House Intelligence Chairman Mike Rogers (R-Mich.) on Tuesday ratcheted up the rhetoric against journalists who publish documents from former NSA contractor Edward Snowden, suggesting they are "fencing stolen material."
Rogers was questioning FBI Director James Comey at an Intelligence Committee hearing, where he pursued a line of inquiry that seemed to reference reports by former Guardian journalist Glenn Greenwald and others -- as Comey hesitantly played along.
"Is fencing stolen material -- is that a crime?" Rogers asked. Would "selling the access of classified material that is stolen from the United States government -- would that be a crime?"
"It would be," Comey responded. "It's an issue that can be complicated if it involves a news-gathering and news promulgation function, but in general, fencing or selling stolen property is a crime."
Pressing Comey further, Rogers wondered if "entering into a commercial enterprise to sell stolen material is acceptable to a legitimate news organization?"
"I'm not sure I'm able to answer that question in the abstract," Comey responded.
But Rogers wasn't done yet. "It's something we ought to think about, is it not?"
"Certainly," Comey replied.
Rogers did not go into further detail on the subject.
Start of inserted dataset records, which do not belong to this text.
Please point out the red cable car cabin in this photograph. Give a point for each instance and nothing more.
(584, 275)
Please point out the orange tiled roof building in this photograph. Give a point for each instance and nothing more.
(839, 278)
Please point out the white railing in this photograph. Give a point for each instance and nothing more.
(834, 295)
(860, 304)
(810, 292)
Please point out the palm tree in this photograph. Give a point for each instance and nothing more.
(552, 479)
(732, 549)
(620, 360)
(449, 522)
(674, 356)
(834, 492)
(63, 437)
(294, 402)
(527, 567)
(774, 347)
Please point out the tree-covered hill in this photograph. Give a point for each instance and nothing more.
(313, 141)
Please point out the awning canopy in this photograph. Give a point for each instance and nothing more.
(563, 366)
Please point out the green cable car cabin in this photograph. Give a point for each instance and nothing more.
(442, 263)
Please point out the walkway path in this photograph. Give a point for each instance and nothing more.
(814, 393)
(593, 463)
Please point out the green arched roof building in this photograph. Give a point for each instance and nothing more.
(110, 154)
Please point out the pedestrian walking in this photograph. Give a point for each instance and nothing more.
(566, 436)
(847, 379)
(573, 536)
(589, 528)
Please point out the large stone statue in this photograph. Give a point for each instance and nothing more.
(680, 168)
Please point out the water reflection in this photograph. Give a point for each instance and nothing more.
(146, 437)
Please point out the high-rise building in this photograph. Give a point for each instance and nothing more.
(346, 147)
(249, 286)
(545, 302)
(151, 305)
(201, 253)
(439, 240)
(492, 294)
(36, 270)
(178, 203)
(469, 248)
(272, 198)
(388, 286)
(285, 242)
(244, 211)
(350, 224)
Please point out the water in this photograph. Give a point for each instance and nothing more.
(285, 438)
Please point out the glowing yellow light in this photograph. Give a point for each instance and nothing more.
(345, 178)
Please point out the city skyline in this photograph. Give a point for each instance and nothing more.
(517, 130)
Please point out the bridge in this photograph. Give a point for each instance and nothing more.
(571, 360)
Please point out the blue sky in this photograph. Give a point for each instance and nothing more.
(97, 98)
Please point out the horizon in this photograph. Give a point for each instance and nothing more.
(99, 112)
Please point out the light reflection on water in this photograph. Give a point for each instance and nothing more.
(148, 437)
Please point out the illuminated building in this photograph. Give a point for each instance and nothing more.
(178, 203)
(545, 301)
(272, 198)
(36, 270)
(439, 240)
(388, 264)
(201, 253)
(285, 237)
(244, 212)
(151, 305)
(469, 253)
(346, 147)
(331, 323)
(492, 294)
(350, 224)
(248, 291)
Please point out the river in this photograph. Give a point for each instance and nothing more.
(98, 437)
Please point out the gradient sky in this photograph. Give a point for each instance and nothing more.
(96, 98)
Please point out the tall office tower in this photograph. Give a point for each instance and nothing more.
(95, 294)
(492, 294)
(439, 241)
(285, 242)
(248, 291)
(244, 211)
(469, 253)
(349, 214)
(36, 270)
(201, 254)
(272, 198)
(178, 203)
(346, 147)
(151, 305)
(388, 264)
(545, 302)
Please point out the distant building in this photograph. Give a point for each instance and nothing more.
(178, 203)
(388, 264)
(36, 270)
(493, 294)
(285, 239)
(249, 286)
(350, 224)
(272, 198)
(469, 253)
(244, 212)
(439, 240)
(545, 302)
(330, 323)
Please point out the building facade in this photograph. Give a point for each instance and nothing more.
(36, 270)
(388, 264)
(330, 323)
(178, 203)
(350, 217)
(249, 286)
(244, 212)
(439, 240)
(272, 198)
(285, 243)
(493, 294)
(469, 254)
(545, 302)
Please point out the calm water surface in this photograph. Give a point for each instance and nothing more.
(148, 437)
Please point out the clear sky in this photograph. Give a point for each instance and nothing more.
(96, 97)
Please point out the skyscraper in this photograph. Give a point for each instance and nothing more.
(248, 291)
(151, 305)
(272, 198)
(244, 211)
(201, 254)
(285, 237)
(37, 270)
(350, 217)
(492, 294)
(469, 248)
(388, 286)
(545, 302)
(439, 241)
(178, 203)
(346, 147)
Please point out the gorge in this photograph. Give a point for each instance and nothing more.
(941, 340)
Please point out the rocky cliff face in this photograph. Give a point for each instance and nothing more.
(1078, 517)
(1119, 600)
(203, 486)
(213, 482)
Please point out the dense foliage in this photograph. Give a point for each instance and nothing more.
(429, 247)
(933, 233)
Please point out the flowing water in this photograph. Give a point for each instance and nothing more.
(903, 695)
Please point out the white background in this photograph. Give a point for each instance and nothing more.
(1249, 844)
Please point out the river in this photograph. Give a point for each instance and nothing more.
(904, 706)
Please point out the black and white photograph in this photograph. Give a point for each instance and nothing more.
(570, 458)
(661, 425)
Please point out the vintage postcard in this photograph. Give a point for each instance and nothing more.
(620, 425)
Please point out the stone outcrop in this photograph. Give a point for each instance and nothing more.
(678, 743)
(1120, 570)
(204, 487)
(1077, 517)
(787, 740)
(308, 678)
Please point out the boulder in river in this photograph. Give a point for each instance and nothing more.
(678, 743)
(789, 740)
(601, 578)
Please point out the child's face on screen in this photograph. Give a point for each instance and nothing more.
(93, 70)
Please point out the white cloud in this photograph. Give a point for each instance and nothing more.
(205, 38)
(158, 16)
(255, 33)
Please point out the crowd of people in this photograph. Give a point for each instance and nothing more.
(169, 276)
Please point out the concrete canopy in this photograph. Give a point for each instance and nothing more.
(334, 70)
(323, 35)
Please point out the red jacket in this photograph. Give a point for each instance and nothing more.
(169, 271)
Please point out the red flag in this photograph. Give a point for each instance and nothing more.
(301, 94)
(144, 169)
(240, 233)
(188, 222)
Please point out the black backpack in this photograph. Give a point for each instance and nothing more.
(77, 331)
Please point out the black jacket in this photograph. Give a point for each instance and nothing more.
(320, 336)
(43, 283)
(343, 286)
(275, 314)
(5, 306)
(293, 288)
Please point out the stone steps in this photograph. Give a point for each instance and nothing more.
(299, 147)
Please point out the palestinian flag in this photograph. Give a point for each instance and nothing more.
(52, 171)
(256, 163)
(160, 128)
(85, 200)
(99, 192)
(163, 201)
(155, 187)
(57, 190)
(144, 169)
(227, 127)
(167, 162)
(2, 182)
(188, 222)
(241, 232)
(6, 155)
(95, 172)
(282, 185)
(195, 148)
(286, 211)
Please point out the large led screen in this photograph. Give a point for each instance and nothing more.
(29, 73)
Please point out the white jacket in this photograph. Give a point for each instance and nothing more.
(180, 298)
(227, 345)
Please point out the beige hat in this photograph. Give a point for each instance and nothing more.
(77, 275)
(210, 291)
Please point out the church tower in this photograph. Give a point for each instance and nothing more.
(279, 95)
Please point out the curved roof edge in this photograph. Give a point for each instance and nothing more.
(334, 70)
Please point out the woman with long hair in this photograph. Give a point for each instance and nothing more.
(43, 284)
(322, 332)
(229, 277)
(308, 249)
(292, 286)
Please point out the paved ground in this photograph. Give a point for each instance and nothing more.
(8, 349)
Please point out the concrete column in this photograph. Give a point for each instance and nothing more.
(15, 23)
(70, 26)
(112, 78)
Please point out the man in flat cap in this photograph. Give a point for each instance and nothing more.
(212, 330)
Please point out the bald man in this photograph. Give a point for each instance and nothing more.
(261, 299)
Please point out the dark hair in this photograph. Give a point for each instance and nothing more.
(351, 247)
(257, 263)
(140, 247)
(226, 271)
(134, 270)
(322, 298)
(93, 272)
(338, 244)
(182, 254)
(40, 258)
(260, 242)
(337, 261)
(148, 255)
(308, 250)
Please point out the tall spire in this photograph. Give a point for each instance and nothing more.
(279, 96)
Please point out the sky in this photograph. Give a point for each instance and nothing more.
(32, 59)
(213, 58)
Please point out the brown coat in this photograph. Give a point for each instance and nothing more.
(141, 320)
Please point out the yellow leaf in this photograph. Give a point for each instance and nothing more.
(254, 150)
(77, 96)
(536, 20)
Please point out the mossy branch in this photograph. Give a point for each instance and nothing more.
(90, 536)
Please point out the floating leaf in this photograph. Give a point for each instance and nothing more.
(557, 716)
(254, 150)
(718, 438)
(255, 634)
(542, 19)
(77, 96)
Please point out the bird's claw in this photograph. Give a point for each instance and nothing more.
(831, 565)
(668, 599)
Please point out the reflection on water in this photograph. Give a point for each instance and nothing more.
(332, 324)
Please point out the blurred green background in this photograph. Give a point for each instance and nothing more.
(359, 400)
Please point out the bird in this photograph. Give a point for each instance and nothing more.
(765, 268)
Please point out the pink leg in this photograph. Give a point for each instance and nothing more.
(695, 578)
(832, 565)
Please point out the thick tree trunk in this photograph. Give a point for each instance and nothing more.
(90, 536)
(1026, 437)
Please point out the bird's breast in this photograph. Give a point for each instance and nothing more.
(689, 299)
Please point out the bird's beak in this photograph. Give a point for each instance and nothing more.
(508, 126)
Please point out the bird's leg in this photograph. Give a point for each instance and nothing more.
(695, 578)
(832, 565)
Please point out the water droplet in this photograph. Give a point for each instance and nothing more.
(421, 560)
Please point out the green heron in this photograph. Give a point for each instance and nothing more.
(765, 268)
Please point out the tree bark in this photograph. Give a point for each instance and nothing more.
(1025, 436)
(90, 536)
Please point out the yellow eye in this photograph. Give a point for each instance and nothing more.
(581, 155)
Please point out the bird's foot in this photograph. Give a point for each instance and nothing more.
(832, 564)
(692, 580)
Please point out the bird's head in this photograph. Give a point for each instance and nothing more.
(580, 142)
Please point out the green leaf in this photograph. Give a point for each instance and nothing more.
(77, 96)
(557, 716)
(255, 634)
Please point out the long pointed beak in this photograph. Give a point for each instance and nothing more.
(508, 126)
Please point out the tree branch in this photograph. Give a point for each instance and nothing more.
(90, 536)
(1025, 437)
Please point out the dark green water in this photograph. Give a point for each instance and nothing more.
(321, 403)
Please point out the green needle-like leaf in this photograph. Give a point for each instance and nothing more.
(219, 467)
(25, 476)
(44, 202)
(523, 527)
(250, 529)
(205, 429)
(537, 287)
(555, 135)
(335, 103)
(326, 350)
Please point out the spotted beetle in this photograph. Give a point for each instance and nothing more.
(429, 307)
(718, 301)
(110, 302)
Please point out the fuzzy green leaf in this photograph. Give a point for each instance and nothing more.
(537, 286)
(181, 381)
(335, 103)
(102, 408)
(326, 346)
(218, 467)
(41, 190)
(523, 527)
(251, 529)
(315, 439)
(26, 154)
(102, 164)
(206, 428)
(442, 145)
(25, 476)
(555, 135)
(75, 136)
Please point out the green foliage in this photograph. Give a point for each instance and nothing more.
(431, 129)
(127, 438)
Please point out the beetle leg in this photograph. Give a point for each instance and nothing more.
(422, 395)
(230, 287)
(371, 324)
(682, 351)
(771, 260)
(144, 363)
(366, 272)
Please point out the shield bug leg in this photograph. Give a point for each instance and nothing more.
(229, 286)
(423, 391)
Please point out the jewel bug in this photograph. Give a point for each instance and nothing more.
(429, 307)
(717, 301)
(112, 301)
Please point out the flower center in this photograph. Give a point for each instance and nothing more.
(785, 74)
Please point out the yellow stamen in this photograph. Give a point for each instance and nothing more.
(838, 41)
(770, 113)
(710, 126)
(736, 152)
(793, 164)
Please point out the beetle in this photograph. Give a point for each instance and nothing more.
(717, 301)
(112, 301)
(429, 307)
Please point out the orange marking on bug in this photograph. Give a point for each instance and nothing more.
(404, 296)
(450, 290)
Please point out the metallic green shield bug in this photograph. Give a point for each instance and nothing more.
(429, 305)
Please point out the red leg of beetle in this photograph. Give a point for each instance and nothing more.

The three reporters who landed the first Snowden scoops are all working on books pertaining to his leaks, which has led to scattered criticisms that they are seeking to profit from his revelations. Since leaving the Guardian, Greenwald has also entered into freelance agreements with The Huffington Post and other news organizations.
Greenwald blasted back at the former FBI agent on Twitter:
Too cowardly to specify RT @JasonUkman RepMike Rogers leaving little doubt he thinks at least some journalists broke US law on Snowden story
— Glenn Greenwald (@ggreenwald) February 4, 2014
A House Intelligence spokesperson declined to comment further on Rogers' remarks.
Rogers also spoke of "accomplices in purveying stolen information" in an apparent reference to Director of National Intelligence James Clapper's suggestion last week that journalists could be considered Snowden's "accomplices."
"Maybe there's something that has become pretty sick about D.C. political culture if the idea of prosecuting journalists is now this mainstream," Greenwald continued on Twitter. "The main value in bandying about theories of prosecuting journalists is the hope that it will bolster the climate of fear for journalism."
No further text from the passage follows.